Human vision is our highest bandwidth sense, by far, and someday I’d love to have a device that could augment my vision and be worn all day, but the Vision Pro is not that device. For the foreseeable future, audio is a much better way to put you into dialog with an AI, and it can always direct you to your phone screen for visuals.
There’s actually a very strong analogy between Vision Pro and AirPods Pro. In both cases, the device blocks out one of your senses but then feeds you a mediated version of that same sense. With Vision Pro, it completely blocks out all light, but then using cameras, it displays the outside world on its screens for you to see. AirPod Pro, meanwhile, blocks out most external sounds but then uses microphones to play back those same outside sounds.

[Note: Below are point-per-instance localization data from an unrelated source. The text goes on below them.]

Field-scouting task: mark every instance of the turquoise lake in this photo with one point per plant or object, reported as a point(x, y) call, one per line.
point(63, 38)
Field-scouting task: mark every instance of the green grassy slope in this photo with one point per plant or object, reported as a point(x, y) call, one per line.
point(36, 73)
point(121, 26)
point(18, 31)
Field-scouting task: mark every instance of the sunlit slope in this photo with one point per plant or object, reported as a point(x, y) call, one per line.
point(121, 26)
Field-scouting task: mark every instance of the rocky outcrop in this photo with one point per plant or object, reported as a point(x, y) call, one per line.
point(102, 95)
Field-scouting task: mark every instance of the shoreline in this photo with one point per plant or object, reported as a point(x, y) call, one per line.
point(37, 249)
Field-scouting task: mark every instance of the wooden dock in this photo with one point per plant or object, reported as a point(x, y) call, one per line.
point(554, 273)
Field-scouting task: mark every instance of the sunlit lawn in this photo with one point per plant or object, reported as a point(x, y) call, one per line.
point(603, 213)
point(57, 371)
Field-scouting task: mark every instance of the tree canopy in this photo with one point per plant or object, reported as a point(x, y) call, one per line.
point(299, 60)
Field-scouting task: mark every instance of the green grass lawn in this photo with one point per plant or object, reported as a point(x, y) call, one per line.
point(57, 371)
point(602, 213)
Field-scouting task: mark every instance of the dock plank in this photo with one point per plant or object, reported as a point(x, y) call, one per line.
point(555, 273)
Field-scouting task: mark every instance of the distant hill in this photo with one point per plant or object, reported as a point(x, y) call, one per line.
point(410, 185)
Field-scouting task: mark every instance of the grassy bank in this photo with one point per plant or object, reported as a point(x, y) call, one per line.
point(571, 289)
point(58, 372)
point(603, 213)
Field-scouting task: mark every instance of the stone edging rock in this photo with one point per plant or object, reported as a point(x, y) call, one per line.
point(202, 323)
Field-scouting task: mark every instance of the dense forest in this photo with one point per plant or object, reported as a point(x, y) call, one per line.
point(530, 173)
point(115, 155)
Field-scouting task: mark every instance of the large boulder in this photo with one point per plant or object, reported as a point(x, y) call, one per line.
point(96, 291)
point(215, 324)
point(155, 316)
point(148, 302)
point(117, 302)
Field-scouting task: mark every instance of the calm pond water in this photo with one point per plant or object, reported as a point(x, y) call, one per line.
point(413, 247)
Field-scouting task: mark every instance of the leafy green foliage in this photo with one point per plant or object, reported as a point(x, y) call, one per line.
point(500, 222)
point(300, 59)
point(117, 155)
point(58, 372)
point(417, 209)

Why do both devices block out a sense just to restore it digitally? The reason is that it places that sense under software control. The software can now modify or augment what you see or hear. With Vision Pro, the software can insert your photo album as if it were floating in the middle of your living room. With AirPods Pro, it can block out the rumble of the subway and replace it a soothing voice summarizing the day’s news, or reading messages from friends.
For decades musicians have used a device called an “in-ear monitor.” An audiologist creates a detailed mold of the musician’s ear canal, and then another company manufactures custom earbuds which fits that person perfectly. Custom in-ear monitors might easily cost $1500, but they are the gold standard for music, and I could see them becoming the high-end option for Apple’s AirPods. The in-ear version would have two main advantages: they’d block out outside sound even better, and they’d never fall out. People will notice you have something in your ears, but it won’t be nearly the social disruption as having your face covered. We look into people’s eyes when we talk to them, not into their ears.
AI will be so valuable in the future because it will know everything about you — your emails, your texts, your calendar, your work Slack, your social media, your documents and notes. You’ll be able to ask it questions like, “Someone wrote me last month who was really angry, and I didn’t write them back, who was it?” or “Do I have any texts that require a response right now?”
You’ll be able to direct your AI to take action using any product or service you have access to. The AI can interact with your calendar, Uber, an airline, hotel, kid’s soccer team, your finances, anything. The AI will also listen to your physical surroundings. If a friend asks a questions, the AI can whisper to you information that helps you answer. And, of course, the AI can do all the normal audio stuff: music, podcasts, and phone calls. The more AI can do, the higher the value proposition is for remaining connected to AI at all times.
I also like audio as a modality because it will segue smoothly into brain-machine interfaces, which are on the way. At some point, you will be able to just think about your questions and get the answers whispered in your ear. Longer term, even the reply will be delivered to your brain directly, without audio.
Many times I’ve had the same conversation with my kids. I explain that their life today is actually the distant past; it’s the distant past of a future time when they are very old. And I say in that future time they might be talking to a grandchild, and that grandchild will be blown-away by how primitive everything is. How primitive everything is today, right now.
But until the recent developments in AI, I could never really imagine what change could make today look primitive. Sure phones and computers would get faster, lighter, and cheaper but was that it? Just refining what we have? I think a constant and effortless dialog with AI in future is what’s going to make today’s world seem primitive, and it’s going to happen one ear at a time.